Joe Burbank/Orlando Sentinel/AP
The first police officer to interview George Zimmerman the night he shot Trayvon Martin testified Monday that Mr. Zimmerman appeared “shocked” when she told him Trayvon was dead.
“He’s dead?” Detective Doris Singleton, the Sanford police investigator, recalled Mr. Zimmerman saying in an interview at the Sanford police station the night of Feb. 26, 2012.
“I thought you knew that,” Detective Singleton told the court she said in reply. “He kind of slung his head and just shook it,” she testified.
Singleton, a prosecution witness, also said during cross-examination by defense attorney Mark O’Mara that Zimmerman did not show any anger or ill will when talking about Trayvon that night. In order to convict Zimmerman, who is facing second-degree murder chargers, prosecutors must show that he acted with ill will or a depraved mind.
Prosecutors, led by assistant State Attorney Bernie de la Rionda, sought to cast doubt on Zimmerman’s statements to police.
“Mr. Zimmerman, wouldn’t you agree, was trying to convince you that he hadn’t done anything wrong?” Mr. de la Rionda asked Singleton.
Prosecutors also tried to point to discrepancies in Zimmerman’s oral testimony to Singleton and the written statement he made just after the interview.
In particular, de la Rionda focused on Zimmerman’s repeated reference to Trayvon as “the suspect” in his written statement, but not in verbal testimony. Singleton testified that she didn’t ask Zimmerman to use that language and that it is the term officers use to refer to suspected criminals.
That testimony may be important for prosecutors since they are tying to portray Zimmerman as a “vigilante” who wanted to be a police office and profiled the unarmed black teenager the night of Feb. 26, 2012.
Also Monday, prosecutors called to the witness stand an FBI voice analyst who testified that a 911 call that captured shouts for help was too short and too far away to be used for evaluation.
"That type of sample is not fit for voice comparison," the analyst, Hirotaka Nakasone, said.
Mr. Nakasone was one of the audio experts whose testimony at a pretrial hearing discredited state voice experts who said Trayvon was the one screaming. The state experts were prohibited from testifying in the trial because the judge said there was not enough evidence to prove their techniques are tested or reliable.

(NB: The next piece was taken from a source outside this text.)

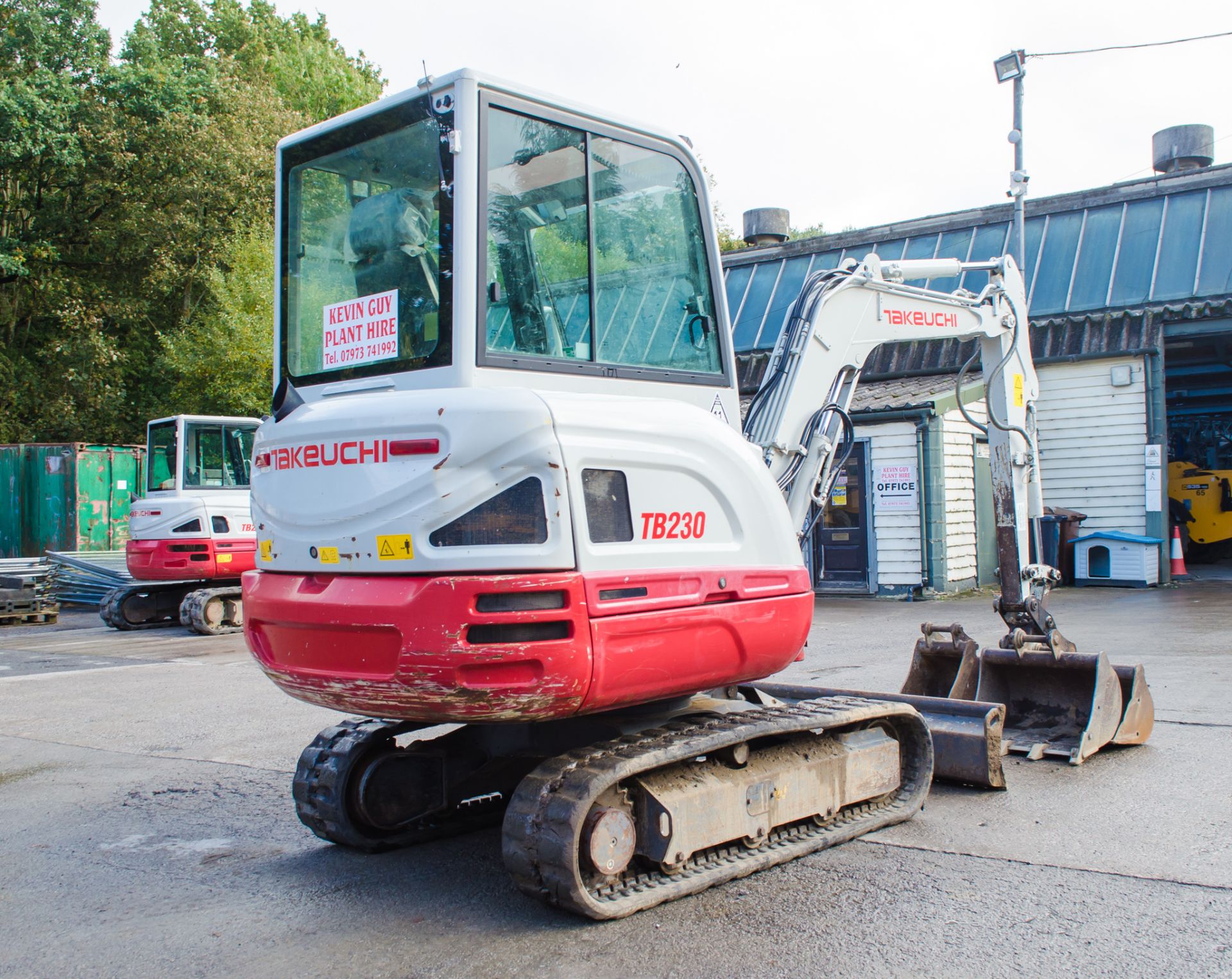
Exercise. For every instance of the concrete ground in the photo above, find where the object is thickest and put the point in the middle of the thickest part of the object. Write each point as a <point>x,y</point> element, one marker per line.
<point>146,828</point>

Nakasone testified Monday that people familiar with the voices of Trayvon and Zimmerman would be the best people to identify the voices, but that there is a risk of increased listener bias. Trayvon’s parents and Zimmerman’s father both say it’s their son screaming in the tape.
The potential witness list for Zimmerman's trial includes about 200 people, including family members of both Zimmerman and Trayvon, according to USA Today. More than 20 witnesses testified last week in the opening week of the much-anticipated trial. Trayvon’s death and the initial decision of the Sanford Police Department not to arrest Zimmerman sparked hundreds of protests across the country and a national debate about race, equal justice, self defense, and gun control. Zimmerman was arrested 44 days after the shooting following the appointment of a special prosecutor.
Zimmerman has said he fatally shot Trayvon in February 2012 in self-defense in the midst of a fight in which the teenager was banging his head into a concrete sidewalk. The volunteer watchman has pleaded not guilty to the second-degree murder charges, for which he could get life in prison if convicted.
The state argued in its opening statement that Zimmerman profiled and followed Trayvon in his truck and called a police dispatch number before he and the teen got into a fight behind townhomes in the gated community he was patrolling.
Zimmerman has denied that the confrontation had anything to do with race, as Martin's family and their supporters have claimed.
Material from the Associated Press was used in this report.